I modenesi, agli ordini di Passerino Bonacolsi, attaccarono, guidati da Azzone Visconti dal Marchese Rinaldo d’Este, i cavalieri delle prime linee bolognesi, mentre la cavalleria di Gangalando Bertucci di Guiglia, attaccò sul fianco, arrivando dalla parte di Oliveto. Alle manovre prese parte anche Muzzarello da Cuzzano, esperto del territorio come Gangalando, nonché signore dell’omonimo castello, situato a poca distanza dal luogo della battaglia.
La battaglia fu molto breve, circa un paio d’ore, ma si concluse con la terribile disfatta dell'esercito bolognese; infatti, nonostante la superiorità numerica, le truppe prese di sorpresa dall'attacco laterale, si diedero alla fuga, molti uomini ripararono all'interno del castello di Zappolino, altri in quello di Oliveto, altri ancora, raggiunsero, inseguiti, Bologna e qui trovarono rifugio entrando dalla porta S. Felice. I morti furono più di duemila. I modenesi giunsero fino alle porte di Bologna, distruggendo al loro passaggio i castelli di Crespellano, Zola, Samoggia, Anzola, Castelfranco, Piumazzo e la chiusa del Reno presso Casalecchio, che consentiva, come oggi, la deviazione delle acque del fiume verso la città.

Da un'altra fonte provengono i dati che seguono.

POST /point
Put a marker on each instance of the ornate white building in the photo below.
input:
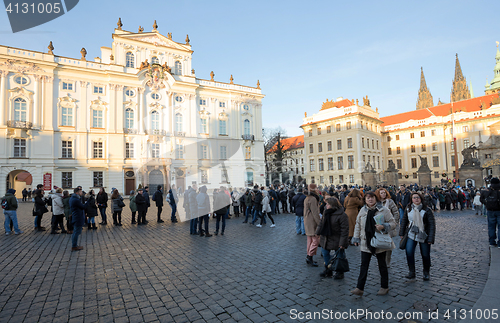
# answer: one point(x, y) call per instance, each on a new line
point(136, 115)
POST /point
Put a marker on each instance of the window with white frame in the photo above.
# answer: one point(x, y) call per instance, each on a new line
point(129, 150)
point(223, 127)
point(98, 89)
point(67, 86)
point(98, 150)
point(204, 152)
point(98, 179)
point(129, 60)
point(66, 116)
point(204, 176)
point(19, 147)
point(179, 151)
point(178, 122)
point(155, 120)
point(178, 68)
point(97, 118)
point(203, 125)
point(67, 149)
point(155, 150)
point(223, 152)
point(20, 109)
point(246, 127)
point(67, 179)
point(129, 118)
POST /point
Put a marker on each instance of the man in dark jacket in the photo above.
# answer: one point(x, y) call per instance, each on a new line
point(158, 198)
point(142, 207)
point(193, 210)
point(10, 212)
point(491, 200)
point(77, 216)
point(298, 205)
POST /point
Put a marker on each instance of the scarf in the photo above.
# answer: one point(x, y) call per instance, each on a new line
point(370, 227)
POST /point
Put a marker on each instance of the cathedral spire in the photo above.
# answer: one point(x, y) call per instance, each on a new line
point(460, 90)
point(424, 95)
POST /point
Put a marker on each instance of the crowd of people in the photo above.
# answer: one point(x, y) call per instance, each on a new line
point(332, 218)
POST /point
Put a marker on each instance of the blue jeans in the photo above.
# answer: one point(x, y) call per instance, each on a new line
point(193, 226)
point(299, 225)
point(218, 218)
point(77, 230)
point(11, 215)
point(425, 251)
point(493, 224)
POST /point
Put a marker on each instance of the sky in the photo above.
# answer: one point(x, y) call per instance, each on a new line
point(301, 52)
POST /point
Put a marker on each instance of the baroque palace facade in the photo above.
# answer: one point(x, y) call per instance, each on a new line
point(137, 115)
point(344, 136)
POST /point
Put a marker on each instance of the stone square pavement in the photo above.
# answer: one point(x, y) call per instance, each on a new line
point(161, 273)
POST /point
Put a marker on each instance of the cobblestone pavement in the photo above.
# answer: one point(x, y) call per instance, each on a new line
point(161, 273)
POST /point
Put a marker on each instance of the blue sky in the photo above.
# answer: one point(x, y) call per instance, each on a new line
point(302, 52)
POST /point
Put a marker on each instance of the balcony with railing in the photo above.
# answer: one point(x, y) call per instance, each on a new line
point(19, 124)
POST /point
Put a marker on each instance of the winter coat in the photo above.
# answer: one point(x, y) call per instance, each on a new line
point(298, 203)
point(132, 205)
point(203, 201)
point(359, 230)
point(389, 203)
point(311, 213)
point(77, 210)
point(158, 198)
point(429, 224)
point(141, 203)
point(115, 205)
point(91, 209)
point(57, 204)
point(352, 206)
point(102, 200)
point(339, 228)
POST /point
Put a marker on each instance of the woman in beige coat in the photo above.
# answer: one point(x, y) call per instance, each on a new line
point(385, 198)
point(311, 222)
point(352, 203)
point(373, 217)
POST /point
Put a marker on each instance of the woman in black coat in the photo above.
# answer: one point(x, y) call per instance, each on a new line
point(420, 226)
point(91, 210)
point(333, 230)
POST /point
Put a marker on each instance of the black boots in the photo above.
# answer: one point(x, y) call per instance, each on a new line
point(311, 262)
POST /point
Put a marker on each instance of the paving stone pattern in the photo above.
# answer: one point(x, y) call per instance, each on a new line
point(161, 273)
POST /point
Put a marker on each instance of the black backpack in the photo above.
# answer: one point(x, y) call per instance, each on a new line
point(492, 201)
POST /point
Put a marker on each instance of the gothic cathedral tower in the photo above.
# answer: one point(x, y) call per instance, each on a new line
point(460, 90)
point(424, 95)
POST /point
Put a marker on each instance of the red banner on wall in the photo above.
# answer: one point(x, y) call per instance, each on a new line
point(47, 181)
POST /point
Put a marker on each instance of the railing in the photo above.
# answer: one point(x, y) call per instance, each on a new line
point(156, 132)
point(19, 124)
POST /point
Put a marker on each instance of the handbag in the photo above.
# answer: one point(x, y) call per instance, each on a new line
point(339, 262)
point(381, 241)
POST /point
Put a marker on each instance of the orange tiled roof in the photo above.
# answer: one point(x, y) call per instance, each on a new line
point(470, 105)
point(290, 143)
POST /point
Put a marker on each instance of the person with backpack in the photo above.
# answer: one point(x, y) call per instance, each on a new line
point(9, 206)
point(491, 200)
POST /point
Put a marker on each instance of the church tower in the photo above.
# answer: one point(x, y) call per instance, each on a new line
point(424, 95)
point(460, 90)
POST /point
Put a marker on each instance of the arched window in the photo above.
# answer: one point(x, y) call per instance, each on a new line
point(178, 122)
point(130, 61)
point(20, 109)
point(66, 116)
point(155, 120)
point(246, 127)
point(178, 68)
point(129, 118)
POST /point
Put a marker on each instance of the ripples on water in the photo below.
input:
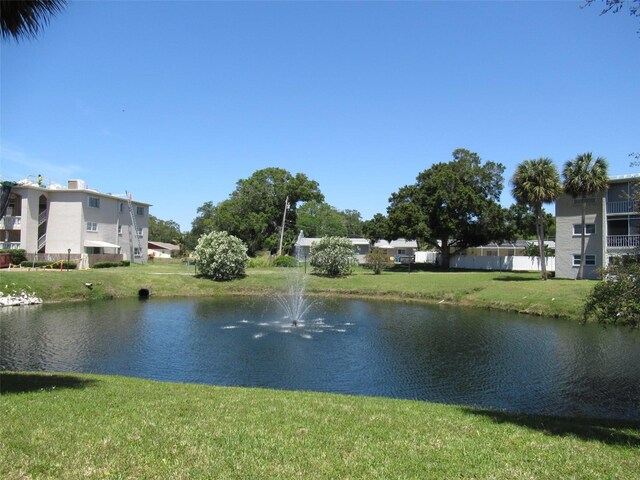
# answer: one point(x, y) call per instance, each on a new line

Non tentarono però l'assedio della città, ma si limitarono a schernire per alcuni giorni gli sconfitti correndo quattro palii fuori le mura e alla fine tornarono a Modena portando in trofeo una secchia rubata in un pozzo, tuttora esistente sotto un tombino fuori porta S. Felice. A seguito di tale episodio e forse grazie anche al poema del Tassoni che ne narra in chiave eroicomica gli eventi, questo avvenimento è oggi chiamato “La battaglia della secchia rapita”.
Alcuni mesi più tardi, nel gennaio 1326, la pace firmata dalle due parti vide la restituzione dei terreni e dei castelli conquistati dai ghibellini ai bolognesi, probabilmente in cambio di denaro, passato nelle mani di Passerino Bonacolsi. Il sacrificio di oltre duemila uomini si rivelò dunque del tutto inutile.